Sens. Richard Durbin, Illinois Democrat, and Lindsey Graham, South Carolina Republican, said the tech platforms’ failing to police themselves at the expense of children must not go unanswered by Congress.
The duo wants social media CEOs to testify at a December hearing on potential risk for children who use the tech products.
“We promised Big Tech that they’d have their chance to explain their failures to protect kids. Now’s that chance,” the senators said in a statement. “Hearing from the CEOs of some of the world’s largest social media companies will help inform the committee’s efforts to address the crisis of online child sexual exploitation.”
Subpoenas from Mr. Durbin, the judiciary committee chairman, were sent on Monday to CEOs at X, formerly Twitter; Snap, and Discord. The demands to the three platforms request the executives’ appearance at a Dec. 6 committee hearing.

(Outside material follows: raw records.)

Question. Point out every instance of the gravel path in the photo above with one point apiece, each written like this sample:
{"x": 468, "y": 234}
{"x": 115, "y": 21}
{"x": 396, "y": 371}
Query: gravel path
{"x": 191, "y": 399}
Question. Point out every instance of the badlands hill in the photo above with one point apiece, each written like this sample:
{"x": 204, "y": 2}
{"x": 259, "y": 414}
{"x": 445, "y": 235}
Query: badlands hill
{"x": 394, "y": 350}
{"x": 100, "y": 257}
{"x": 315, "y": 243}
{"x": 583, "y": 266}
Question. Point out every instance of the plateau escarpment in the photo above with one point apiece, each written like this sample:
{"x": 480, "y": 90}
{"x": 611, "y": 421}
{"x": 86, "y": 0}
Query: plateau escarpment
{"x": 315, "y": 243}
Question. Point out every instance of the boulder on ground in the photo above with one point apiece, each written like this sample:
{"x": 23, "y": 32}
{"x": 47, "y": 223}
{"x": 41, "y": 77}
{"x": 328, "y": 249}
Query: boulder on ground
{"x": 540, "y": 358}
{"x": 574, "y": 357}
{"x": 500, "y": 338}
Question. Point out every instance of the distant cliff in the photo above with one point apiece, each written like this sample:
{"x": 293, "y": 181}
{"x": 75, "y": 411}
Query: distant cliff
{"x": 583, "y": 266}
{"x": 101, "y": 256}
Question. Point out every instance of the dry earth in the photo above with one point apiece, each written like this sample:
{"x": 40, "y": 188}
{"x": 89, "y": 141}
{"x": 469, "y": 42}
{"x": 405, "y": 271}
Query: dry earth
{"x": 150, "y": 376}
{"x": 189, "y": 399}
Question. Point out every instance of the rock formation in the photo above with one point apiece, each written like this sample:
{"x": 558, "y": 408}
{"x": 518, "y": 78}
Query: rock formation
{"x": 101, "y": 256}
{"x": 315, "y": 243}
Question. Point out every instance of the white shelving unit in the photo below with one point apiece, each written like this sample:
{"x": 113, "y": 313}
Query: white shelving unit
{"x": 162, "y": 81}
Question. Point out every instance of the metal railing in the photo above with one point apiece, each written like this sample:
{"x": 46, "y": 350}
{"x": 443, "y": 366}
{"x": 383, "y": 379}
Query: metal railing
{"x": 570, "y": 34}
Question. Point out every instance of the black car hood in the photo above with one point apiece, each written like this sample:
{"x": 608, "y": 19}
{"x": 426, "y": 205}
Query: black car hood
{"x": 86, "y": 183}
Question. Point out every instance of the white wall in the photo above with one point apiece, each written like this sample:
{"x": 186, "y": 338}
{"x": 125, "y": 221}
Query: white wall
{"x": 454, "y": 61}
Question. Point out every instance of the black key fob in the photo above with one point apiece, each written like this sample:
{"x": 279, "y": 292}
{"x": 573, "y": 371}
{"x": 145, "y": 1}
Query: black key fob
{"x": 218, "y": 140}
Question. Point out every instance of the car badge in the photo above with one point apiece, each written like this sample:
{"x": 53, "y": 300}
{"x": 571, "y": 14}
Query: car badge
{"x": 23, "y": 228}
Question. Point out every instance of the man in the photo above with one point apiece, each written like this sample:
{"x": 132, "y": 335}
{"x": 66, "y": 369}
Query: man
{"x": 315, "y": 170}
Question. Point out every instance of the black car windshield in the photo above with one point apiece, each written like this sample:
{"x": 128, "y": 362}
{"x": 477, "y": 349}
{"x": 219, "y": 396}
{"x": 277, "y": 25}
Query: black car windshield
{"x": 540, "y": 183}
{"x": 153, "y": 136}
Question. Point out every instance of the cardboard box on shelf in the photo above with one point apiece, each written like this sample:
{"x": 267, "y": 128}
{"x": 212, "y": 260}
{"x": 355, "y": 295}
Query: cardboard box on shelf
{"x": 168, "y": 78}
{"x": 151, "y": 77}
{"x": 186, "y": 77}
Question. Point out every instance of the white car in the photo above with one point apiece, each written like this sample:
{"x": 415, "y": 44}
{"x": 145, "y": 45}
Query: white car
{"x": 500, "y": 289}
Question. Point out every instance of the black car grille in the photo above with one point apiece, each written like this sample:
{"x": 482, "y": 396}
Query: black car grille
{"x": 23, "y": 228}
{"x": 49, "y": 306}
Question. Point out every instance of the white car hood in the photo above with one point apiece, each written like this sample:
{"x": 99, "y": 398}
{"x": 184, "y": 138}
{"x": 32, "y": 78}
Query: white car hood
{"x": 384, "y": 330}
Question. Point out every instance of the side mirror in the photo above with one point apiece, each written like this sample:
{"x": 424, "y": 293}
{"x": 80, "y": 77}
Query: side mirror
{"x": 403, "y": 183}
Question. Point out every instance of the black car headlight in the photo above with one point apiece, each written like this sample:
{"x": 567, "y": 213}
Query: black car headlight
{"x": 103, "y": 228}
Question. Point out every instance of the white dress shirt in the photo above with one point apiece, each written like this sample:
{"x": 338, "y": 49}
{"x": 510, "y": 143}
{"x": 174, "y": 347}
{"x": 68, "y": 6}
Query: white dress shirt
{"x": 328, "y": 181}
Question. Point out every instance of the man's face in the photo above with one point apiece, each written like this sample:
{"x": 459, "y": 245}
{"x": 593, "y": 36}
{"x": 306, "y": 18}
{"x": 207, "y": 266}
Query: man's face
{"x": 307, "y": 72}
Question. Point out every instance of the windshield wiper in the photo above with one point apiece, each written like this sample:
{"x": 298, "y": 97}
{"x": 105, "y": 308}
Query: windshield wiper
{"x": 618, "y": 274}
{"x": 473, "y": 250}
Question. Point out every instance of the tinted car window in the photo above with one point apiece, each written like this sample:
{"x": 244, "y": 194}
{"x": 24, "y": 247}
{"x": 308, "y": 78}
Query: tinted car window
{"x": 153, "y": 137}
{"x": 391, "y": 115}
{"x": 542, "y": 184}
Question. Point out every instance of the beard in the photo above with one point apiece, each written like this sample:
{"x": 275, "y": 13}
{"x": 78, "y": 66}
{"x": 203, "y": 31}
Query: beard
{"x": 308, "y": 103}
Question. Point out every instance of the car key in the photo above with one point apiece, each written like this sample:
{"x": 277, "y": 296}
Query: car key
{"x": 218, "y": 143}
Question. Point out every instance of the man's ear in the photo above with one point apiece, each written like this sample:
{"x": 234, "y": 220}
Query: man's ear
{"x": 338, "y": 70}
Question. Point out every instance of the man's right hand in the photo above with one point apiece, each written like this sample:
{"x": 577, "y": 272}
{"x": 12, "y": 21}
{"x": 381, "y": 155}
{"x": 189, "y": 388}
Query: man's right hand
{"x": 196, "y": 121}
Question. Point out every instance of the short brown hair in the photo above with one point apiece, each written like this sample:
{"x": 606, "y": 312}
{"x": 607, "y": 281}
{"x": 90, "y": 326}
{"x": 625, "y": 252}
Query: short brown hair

Mr. Durbin and Mr. Graham’s offices said the subpoenas were necessary after repeated refusals during several weeks of negotiations.
Rather than declining to engage with the committee, Snap, the parent company of Snapchat, said it already planned to cooperate.
“Snap‘s CEO has already agreed to testify before the Senate Judiciary Committee, and our team is coordinating with committee staff on potential dates,” a Snap spokesperson said in a statement. “We appreciate the opportunity to appear before the committee to discuss this vital issue.”
Other social media companies also appear likely to cooperate with Congress. The judiciary committee expects the CEOs of TikTok and Meta, which oversees Facebook and Instagram, to voluntarily testify, according to the offices of Mr. Durbin and Mr. Graham.
Senators are not the only ones scrutinizing the social media CEOs. Thirty-three states sued Meta in October over allegations that the company exposed children to harmful social media features in an effort to maximize profits.
The social media industry writ large has also emerged as a punching bag on the 2024 presidential campaign trail.
For example, GOP presidential candidate Nikki Haley has proposed requiring social media companies to ban people who post anonymously because of national security concerns.
The former U.S. Ambassador to the United Nations partially walked back the proposal last week, saying she was concerned about anonymous foreign social media accounts, particularly from China, Russia, and Iran.
Discord did not respond to a request for comment and X answered with an automatic reply saying it was busy.
• This story is based in part on wire service reports.